RRI.CO.ID, Jakarta - Pemerintah mempertimbangkan kemampuan fiskal negara dalam perekrutan aparatur sipil negara (ASN) tahun ini. Pemerintah belum membuka seleksi calon ASN (CASN) untuk tahun 2026.

Pemerintah akan memprioritaskan kebutuhan kepegawaian seperti guru dan tenaga kesehatan. Ia mencontohkan, dari 10.000 kurang lebih puskesmas, kekurangan 4.000 unit di antaranya kekurangan tenaga medis seperti dokter termasuk dokter gigi.

“Belum, bahwa mungkin ada prioritas-prioritas terlebih dahulu yang harus kita penuhi. Karena bagaimanapun juga kita harus mempertimbangkan juga kondisi kemampuan kita secara fiskal,”kata Menteri Sekretaris Negara Prasetyo Hadi dalam keterangan pers usai rapat di Kementerian Pertahanan, Jakarta, Selasa, 17 Maret 2026.

""Mendikdasmen, Prof Mu'ti, kita minta mendesain ulang, meng-exercise ulang berapa kebutuhan tenaga pendidik. Komposisinya, distribusinya, kemudian bidang atau mata pelajaran yang harus kita, kita apa, hasilkan,"ujarnya.

Pemerintah masih merumuskan dan memfinalkan terkait perekrutan CASN bahkan kementerian telah menyampaikan kebutuhan pegawai. Pemerintah belum dapat menyampaikan kebutuhan pegawai dalam CASN 2026.

“Secara umum hampir tadi semua menteri yang hadir sudah menyampaikan kebutuhannya. Kami belum bisa menyampaikan angka secara detail karena tadi diskusinya kemudian berkembang ya,”ujarnya menjelaskan.

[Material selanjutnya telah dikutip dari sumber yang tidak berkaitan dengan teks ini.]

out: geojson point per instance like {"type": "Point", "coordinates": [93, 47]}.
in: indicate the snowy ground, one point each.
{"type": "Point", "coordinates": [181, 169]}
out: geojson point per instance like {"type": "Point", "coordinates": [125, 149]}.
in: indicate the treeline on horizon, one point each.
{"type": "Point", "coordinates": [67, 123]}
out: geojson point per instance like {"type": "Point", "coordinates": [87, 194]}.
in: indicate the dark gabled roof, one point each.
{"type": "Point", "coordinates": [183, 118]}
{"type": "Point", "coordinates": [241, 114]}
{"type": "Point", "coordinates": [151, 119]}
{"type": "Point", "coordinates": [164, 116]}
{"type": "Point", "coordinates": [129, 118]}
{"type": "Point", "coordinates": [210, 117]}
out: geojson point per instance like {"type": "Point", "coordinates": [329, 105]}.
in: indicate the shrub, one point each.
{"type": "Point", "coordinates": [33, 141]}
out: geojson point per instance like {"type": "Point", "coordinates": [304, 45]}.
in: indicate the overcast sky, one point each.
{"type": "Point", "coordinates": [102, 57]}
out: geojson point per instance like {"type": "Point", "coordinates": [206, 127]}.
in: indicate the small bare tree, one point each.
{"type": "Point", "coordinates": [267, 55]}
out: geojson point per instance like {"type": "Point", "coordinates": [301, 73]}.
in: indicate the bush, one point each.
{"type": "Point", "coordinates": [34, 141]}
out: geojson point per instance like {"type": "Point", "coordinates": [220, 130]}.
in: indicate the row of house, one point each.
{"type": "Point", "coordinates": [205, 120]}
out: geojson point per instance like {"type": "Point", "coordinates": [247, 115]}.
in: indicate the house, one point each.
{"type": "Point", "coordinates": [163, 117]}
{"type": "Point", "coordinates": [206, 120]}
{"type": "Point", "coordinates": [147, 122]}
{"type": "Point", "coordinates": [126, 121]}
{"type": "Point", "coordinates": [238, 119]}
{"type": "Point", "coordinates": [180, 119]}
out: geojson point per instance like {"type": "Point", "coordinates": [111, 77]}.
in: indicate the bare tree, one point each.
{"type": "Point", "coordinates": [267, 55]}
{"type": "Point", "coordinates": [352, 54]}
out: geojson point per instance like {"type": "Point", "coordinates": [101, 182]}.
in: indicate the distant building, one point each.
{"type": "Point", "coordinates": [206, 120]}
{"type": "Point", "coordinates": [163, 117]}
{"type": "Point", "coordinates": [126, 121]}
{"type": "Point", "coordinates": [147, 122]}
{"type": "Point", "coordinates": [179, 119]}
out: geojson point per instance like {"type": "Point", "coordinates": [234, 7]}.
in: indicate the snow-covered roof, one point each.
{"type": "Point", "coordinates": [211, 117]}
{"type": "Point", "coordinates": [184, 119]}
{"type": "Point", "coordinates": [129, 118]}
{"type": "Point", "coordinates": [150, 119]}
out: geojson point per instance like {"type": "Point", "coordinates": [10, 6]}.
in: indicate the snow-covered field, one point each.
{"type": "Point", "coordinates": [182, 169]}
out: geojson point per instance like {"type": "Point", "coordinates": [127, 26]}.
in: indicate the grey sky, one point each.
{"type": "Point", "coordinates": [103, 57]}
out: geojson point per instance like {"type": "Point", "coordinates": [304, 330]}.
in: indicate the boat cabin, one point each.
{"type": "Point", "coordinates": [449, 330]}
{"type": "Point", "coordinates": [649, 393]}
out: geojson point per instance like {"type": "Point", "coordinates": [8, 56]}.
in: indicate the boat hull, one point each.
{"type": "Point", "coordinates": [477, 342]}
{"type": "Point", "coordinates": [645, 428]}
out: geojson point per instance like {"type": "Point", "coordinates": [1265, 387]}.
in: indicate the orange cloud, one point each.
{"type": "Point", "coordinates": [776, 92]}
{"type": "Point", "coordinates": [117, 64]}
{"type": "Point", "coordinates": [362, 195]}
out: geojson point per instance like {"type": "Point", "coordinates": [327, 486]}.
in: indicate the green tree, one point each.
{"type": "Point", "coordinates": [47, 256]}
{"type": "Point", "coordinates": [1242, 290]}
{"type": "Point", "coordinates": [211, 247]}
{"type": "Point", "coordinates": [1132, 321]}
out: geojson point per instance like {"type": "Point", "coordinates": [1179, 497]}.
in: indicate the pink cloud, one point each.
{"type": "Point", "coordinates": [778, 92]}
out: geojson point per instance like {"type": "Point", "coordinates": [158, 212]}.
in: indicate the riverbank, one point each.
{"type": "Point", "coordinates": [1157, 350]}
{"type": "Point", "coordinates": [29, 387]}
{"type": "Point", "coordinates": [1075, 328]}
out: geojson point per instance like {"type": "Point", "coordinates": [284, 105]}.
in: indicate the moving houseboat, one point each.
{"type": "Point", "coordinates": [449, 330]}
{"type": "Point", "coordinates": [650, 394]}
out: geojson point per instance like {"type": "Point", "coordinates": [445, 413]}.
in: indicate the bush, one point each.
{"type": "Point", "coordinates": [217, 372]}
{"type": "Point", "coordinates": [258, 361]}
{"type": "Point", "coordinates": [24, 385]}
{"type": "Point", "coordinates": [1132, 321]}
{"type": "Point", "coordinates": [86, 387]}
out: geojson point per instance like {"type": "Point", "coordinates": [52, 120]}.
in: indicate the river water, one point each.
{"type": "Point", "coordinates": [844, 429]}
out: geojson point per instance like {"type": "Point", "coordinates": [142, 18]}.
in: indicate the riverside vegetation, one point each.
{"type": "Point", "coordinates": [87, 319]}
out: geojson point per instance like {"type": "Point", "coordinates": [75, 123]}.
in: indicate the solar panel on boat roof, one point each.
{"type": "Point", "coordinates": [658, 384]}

Menteri Pendayagunaan Aparatur Negara dan Reformasi Birokrasi (PANRB) telah berkirim surat ke kementerian/lembaga dan pemerintah daerah. Pemerintah pusat meminta agar masing-masing institusi melakukan pemetaan pegawai.

“Sebenarnya secara terpisah kita di pusat juga melakukan pemetaan terhadap seluruh ASN yang sudah existing gitu. Jadi ini sedang dicari titik temunya nanti kalau bicaranya masalah jumlah,”katanya menegaskan.